Earlier research demonstrated that resistin induces EMT and toggles stem cell-like properties in breast cancer cells. Currently, the role of resistin in cancer progression is not well understood, and the molecular mechanisms of resistin signaling are largely unknown. Establishing a mechanism by which resistin promotes EMT in breast cancer cells could reveal potential molecular targets for the development of novel diagnostic tools and treatments for breast cancer (Pavlova et al. 2016; Pizzino et al. 2017).

Conclusion

The obtained results present the role of resistin as a non-oxidative stress and a metabolic signaling molecule. The lower concentration of resistin (12.5 ng/ml, compared to 25.0 ng/ml) is much more effective in its prooxidant response. The obtained data present the results of two carcinogenic breast cancer cell lines compared to a non-carcinogenic one. Obviously, the major signaling effect of resistin in the organism is not through the free-radical oxidative mechanism.
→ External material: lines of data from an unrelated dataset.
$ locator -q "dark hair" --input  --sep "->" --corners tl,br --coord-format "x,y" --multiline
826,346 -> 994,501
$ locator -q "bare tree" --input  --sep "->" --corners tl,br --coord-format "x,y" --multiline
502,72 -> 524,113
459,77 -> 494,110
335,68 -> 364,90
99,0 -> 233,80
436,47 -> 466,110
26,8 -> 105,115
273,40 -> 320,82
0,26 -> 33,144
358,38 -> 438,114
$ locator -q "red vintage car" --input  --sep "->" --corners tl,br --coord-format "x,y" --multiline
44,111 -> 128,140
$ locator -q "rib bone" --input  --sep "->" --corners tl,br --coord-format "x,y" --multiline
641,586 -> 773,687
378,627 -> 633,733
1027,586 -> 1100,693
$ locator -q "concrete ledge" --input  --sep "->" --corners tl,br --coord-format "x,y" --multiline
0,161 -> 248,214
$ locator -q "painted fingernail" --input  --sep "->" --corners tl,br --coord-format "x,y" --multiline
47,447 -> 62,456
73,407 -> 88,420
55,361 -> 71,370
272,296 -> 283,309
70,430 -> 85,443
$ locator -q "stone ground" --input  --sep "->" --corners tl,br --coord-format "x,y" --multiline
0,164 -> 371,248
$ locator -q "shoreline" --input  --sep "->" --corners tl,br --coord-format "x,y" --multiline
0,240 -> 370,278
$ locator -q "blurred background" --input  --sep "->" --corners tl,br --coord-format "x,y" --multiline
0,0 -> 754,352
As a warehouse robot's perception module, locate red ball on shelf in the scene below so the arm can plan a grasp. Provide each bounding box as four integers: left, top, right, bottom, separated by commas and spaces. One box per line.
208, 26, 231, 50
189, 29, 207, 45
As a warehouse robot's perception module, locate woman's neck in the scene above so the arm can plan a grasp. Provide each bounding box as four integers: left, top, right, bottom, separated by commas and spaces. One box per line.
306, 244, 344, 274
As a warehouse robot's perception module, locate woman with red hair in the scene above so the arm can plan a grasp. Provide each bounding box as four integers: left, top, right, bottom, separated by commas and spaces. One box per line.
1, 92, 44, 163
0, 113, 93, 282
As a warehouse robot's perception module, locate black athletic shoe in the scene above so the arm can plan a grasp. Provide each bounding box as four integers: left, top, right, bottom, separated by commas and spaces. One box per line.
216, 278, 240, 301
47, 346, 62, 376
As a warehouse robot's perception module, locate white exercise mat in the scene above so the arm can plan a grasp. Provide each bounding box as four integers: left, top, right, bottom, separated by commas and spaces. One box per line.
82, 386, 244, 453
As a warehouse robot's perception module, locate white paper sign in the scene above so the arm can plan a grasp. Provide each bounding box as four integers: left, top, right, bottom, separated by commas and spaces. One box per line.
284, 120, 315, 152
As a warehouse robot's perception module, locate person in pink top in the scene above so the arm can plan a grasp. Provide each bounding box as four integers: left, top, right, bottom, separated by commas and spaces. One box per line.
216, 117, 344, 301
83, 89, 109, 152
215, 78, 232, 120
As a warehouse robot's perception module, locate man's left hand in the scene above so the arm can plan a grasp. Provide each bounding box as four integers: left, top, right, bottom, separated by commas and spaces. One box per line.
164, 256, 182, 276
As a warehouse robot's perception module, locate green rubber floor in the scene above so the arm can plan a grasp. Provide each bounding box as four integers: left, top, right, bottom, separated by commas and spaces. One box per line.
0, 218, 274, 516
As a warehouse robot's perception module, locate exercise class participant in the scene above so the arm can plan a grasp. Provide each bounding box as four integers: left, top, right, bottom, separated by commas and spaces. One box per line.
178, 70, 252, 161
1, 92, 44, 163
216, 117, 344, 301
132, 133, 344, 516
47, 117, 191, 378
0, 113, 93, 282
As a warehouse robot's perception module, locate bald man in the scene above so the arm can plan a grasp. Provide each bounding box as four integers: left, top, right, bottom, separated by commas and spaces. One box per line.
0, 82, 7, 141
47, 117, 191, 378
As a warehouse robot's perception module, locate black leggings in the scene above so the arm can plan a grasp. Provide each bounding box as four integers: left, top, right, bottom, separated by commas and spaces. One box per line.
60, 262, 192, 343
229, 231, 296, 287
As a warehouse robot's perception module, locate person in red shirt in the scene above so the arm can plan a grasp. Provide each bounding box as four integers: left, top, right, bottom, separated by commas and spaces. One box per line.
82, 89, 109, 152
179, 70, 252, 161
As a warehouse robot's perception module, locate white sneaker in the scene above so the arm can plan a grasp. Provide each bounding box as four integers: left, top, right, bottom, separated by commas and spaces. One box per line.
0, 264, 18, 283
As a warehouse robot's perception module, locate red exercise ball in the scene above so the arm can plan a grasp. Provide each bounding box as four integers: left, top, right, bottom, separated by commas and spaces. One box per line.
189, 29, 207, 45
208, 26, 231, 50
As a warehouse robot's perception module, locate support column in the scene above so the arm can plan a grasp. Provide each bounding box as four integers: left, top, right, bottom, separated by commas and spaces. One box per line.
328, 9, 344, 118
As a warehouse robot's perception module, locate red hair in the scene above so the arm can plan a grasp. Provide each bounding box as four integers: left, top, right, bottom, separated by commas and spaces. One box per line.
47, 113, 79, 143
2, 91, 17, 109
When applied at concentrations (5.10–4 mol), Vitamin C does not appear to be an effective protector on all the tested oxidative stress biomarkers and cell lines. When applied at 100 ng/ml, leptin does not provoke definitive oxidative stress or stimulation of the antioxidant defense.

The knowledge obtained from this research would help to better understand the signaling mechanisms behind how resistin promotes inflammation in breast cancer cells.